A new pod of 240 whales has swum aground at a remote New Zealand beach just hours after weary volunteers managed to refloat a different group of whales following an earlier mass stranding.
In total, more than 650 pilot whales have beached themselves along a three-mile stretch of coastline over two days on Farewell Spit, at the tip of the South Island. About 335 of the whales are dead, 220 remain stranded and 100 are back at sea.
Department of Conservation Golden Bay operations manager Andrew Lamason said the latest stranding involved a new pod because all the refloated whales from the first group had been tagged and none of the new group had tags.

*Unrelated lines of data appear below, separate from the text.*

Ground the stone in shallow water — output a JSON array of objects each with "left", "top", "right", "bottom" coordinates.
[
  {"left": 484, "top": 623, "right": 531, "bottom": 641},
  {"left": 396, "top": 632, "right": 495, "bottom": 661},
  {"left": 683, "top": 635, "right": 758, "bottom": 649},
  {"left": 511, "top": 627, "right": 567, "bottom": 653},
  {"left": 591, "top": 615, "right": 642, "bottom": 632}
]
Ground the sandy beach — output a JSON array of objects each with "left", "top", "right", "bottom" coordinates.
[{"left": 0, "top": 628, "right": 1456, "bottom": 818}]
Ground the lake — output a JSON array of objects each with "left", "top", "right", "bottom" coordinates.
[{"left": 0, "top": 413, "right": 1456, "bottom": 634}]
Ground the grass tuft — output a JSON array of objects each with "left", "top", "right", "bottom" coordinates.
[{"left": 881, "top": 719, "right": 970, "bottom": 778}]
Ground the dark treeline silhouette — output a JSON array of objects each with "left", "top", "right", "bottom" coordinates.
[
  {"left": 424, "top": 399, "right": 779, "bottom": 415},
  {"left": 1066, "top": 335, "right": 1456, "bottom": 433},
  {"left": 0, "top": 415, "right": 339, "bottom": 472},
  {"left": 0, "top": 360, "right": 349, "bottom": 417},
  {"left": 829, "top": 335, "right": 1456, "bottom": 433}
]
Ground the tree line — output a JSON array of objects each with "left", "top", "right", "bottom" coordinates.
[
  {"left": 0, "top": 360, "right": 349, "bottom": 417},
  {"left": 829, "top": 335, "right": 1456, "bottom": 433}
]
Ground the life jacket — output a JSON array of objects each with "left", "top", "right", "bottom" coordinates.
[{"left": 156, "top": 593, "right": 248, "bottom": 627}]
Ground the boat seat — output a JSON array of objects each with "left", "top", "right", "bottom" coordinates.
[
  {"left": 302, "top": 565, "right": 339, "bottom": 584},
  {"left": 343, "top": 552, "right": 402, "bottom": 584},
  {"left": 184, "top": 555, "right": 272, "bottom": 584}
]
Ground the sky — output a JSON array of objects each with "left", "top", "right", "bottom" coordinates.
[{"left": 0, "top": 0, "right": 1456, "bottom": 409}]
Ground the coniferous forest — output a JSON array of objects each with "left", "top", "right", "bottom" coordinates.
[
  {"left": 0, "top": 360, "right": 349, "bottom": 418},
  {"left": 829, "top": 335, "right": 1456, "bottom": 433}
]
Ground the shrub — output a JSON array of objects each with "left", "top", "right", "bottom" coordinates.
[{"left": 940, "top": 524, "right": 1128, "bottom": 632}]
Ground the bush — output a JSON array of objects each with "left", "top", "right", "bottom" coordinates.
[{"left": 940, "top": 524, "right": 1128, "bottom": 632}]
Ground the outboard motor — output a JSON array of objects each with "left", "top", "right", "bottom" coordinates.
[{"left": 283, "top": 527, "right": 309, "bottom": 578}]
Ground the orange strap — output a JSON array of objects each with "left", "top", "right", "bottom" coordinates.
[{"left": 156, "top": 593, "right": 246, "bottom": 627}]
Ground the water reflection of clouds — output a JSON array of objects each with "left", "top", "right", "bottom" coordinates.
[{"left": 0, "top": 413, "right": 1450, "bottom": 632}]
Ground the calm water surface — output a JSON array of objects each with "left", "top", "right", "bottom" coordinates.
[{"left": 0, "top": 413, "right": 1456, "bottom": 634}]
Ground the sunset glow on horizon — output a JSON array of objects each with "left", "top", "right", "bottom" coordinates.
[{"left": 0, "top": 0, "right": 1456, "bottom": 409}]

The news was devastating for hundreds of volunteers who had come from around the country to help with the initial group of 416 stranded whales that was found early on Friday, many of them already dead.
Rescuers are planning to return to the shore today in an attempt to refloat as many healthy whales as they can.
Lamason said about 20 of the new group had been euthanised by conservation workers because they were in poor condition, but more will probably need to be killed.
The team had been hopeful before the new stranding after efforts to refloat the original group of whales had gone well following a frustrating day on Friday.
Lamason said improved weather and crystal-clear water had helped with the rescue attempt. He said about 100 survivors from the initial group were refloated, and dozens of volunteers formed a human chain in the water to prevent them beaching again.
Helpers have been warned to watch out for stingrays and sharks after discovering what looked like shark bite marks on one of the dead whales. But Lamason said there had been no shark sightings.
There are different theories as to why whales strand –from chasing prey too far inshore to trying to protect a sick member of the group or escaping a predator.
New Zealand has one of the highest rates of whale strandings in the world, and Friday’s event was the nation’s third-biggest in recorded history.
The largest was in 1918, when about 1,000 pilot whales came ashore on the Chatham Islands.